Famílias numerosas vão descontar menos 76 euros mensais no IRS a partir de julho

Há cerca de 131.500 famílias vão acabar por beneficiar desta medida, nesta alteração cirúrgica que o Governo fez às tabelas de retenção na fonte para o segundo semestre do ano

Revista de Imprensa
Abril 27, 2023
9:02

As famílias numerosas – com mais de três filhos – vão sentir um alívio extra nas retenções na fonte a partir de 1 de julho próximo, que pode representar entre 27 e 76 euros mensais, segundo apontou esta quinta-feira o ‘Jornal de Negócios’ – a redução mais expressiva vai verificar-se nas famílias com rendimentos brutos até 1.750 euros/mês, com um desconto pouco superior a 76 euros mensais.

Já o valor mais baixo da redução registou-se nos rendimentos brutos mensais até 2.500 euros mensais, que verifica uma diminuição na retenção de 27 euros/mês.

Há cerca de 131.500 famílias vão acabar por beneficiar desta medida, nesta alteração cirúrgica que o Governo fez às tabelas de retenção na fonte para o segundo semestre do ano.

As simulações consideraram um dependente com idade superior a 3 anos e inferior a 6 anos e um dependente com idade superior a 6 anos.
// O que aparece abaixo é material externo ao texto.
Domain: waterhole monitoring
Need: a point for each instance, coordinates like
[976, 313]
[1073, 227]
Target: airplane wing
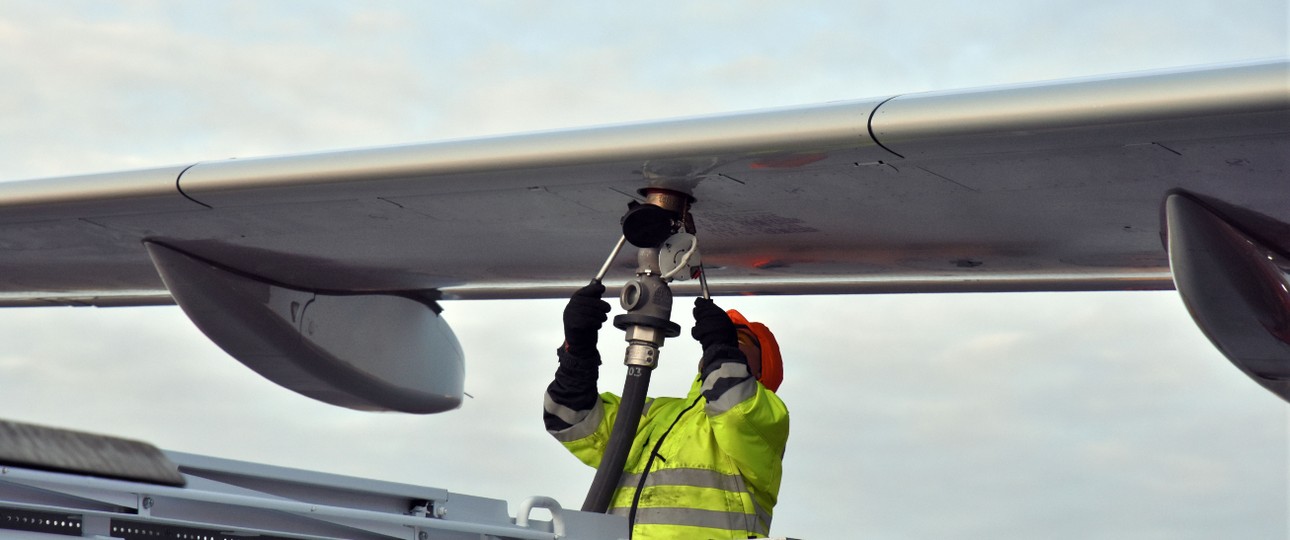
[1054, 186]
Os contribuintes não têm quaisquer outras despesas dedutíveis, além das despesas gerais e familiares e não existe qualquer grau de incapacidade no agregado.

No entanto, o facto de haver uma menor retenção significa que os contribuintes terão um reembolso mais modesto no próximo ano: no caso das famílias com rendimentos até 1.750 euros mensais, o reembolso entre 2022 e 2023 desce de 1.293,22 euros para 597,58 euros, uma diferença de 695,64 euros. Já o caso dos rendimentos brutos mensais até 2.500 euros/mensais, o reembolso sobe de 570,54 para 654,2 euros, um aumento de 83,66 euros.

“Os titulares de rendimentos de trabalho dependente com três ou mais dependentes […], é aplicada uma redução de um ponto percentual à taxa marginal máxima correspondente ao escalão em que se integra, mantendo-se inalterada a parcela a abater e a parcela adicional a abater por dependente”, pôde ler-se no diploma assinado por Nuno Félix, secretário de Estado dos Assuntos Fiscais.

“As novas tabelas garantem que a retenção na fonte opere por meio de uma lógica de taxa marginal, em harmonia com os escalões de IRS relevantes para a liquidação anual do imposto, ao evitar situações de regressividade, em que a aumentos da remuneração mensal bruta resulte uma diminuição da remuneração mensal líquida auferida”, sublinhou o Governo.